NT WorkSafe has ordered OZ Minerals to remove copper concentrate from the Edith River following a train derailment late last month.
The train reportedly went into the river after flash flooding wiped out sections of the track.
Around 1200 tonnes of copper concentrate washed from the train into the river after a flash flood on 27 December.
The train was travelling north to Darwin at the time.
Two employees from Genesee and Wyoming Australia (GWA), which operated the train, were safely evacuated.
Following the incident, OZ stated that "given the large volume of water flowing through the system it is likely that any concentrate that has been impacted by the would be highly diluted".
OZ Minerals has been ordered to remove the remaining concentrate and to facilitate the clean up of the river.
However, any copper concentrate found which is not in the immediate vicinity of the derailment is not subject to the orders, NT WorkSafe added.

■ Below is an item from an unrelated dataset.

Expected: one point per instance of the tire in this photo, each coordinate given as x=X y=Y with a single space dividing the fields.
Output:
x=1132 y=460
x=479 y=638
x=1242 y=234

Despite fears raised of the potential for traces of uranium to be washed into the river along with the concentrate, the Northern Territory Government gave the river the all clear following testing.
It stated that the low to moderate amounts of copper, zinc and aluminium detected at test sites were "well below health guideline values", the NT News reported.

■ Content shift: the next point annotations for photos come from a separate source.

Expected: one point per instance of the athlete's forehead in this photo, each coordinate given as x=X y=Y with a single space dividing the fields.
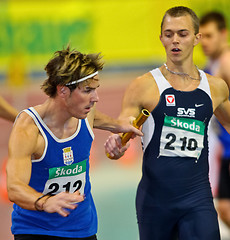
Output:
x=175 y=24
x=91 y=83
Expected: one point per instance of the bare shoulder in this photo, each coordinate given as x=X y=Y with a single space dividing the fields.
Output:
x=142 y=92
x=25 y=126
x=217 y=84
x=219 y=90
x=225 y=57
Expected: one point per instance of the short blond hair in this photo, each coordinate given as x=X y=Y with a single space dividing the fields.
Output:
x=67 y=66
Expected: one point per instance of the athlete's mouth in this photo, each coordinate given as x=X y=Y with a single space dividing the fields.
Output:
x=176 y=50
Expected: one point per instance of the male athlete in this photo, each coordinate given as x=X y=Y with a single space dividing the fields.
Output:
x=174 y=199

"Testing did not detect uranium at any of the four testing sites," the Government statement said.
Despite this, the Greens are up in arms over the incident, saying that it raises a cloud over the environmental assessment for the Olympic Dam expansion.
Since the use of this rail line is critical to BHP’s massive Olympic Dam expansion, Tony Burke needs to urgently reconsider his approval of the project in the light of new concerns," Australian Greens acting leader, Senator Christine Milne, said.

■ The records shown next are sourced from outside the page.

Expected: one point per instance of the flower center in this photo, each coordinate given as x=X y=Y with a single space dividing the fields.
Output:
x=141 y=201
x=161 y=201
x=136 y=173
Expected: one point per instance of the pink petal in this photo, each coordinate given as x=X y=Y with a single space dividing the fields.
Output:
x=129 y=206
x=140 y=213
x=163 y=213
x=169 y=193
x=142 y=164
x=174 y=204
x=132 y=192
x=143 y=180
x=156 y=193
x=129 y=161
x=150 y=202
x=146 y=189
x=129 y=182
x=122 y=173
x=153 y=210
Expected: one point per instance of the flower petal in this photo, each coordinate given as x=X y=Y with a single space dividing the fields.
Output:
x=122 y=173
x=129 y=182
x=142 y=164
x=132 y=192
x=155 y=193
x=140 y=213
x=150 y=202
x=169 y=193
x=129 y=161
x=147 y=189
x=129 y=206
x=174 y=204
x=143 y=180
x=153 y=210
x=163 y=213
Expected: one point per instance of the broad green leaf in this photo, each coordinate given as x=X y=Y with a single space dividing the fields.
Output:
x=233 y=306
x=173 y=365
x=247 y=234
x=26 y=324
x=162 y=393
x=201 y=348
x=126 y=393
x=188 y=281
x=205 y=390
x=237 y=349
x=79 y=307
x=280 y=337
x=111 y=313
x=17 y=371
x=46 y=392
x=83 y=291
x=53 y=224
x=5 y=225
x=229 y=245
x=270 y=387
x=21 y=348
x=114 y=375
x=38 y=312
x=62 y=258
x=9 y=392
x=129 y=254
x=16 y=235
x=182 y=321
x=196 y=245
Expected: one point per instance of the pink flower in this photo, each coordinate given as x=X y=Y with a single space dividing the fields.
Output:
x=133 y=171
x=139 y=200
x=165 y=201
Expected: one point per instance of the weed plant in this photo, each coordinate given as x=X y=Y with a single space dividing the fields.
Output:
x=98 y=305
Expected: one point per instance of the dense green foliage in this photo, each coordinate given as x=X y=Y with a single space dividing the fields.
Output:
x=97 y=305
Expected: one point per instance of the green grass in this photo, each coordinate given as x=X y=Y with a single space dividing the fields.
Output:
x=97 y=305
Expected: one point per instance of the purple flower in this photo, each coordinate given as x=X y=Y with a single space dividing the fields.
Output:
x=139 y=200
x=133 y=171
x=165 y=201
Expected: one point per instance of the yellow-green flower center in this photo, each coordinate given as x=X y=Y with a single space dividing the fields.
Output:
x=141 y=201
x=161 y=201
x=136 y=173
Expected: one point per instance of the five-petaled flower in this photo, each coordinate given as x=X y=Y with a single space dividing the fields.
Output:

"A spill of toxic copper concentrate into the central Australian environment is bad enough, but Olympic Dam would be a radioactive disaster waiting to happen.
"What different conditions from those approved for the toxic copper concentrate transport did Minister Burke require for the transport of uranium oxide across the country? If none, then the Minister has placed both the environment and local communities at great risk and needs to immediately recognise just how dangerous mining and transport of uranium is, and reconsider immediately.
"The private operators of this rail line apparently thought that sending a four wheel drive across the bridge seven hours earlier was sufficient testing before the train came through. Clearly this is not reasonable and cannot be sufficient if uranium oxides are transported along the line."
Since the incident, OZ Minerals has ordered new containers to transport the spilled materials.
OZ spokesperson Rachel Eaves said "they could be considered beyond compliance as they are developed to load a bulk commodity without the use of a ship loader".
According to the miner, the total value of the concentrate was between US$7-8 million.
The crossing bridge over the Edith River is expected to re-open this week, with the rail line repaired by the end of the month, the ABC reports.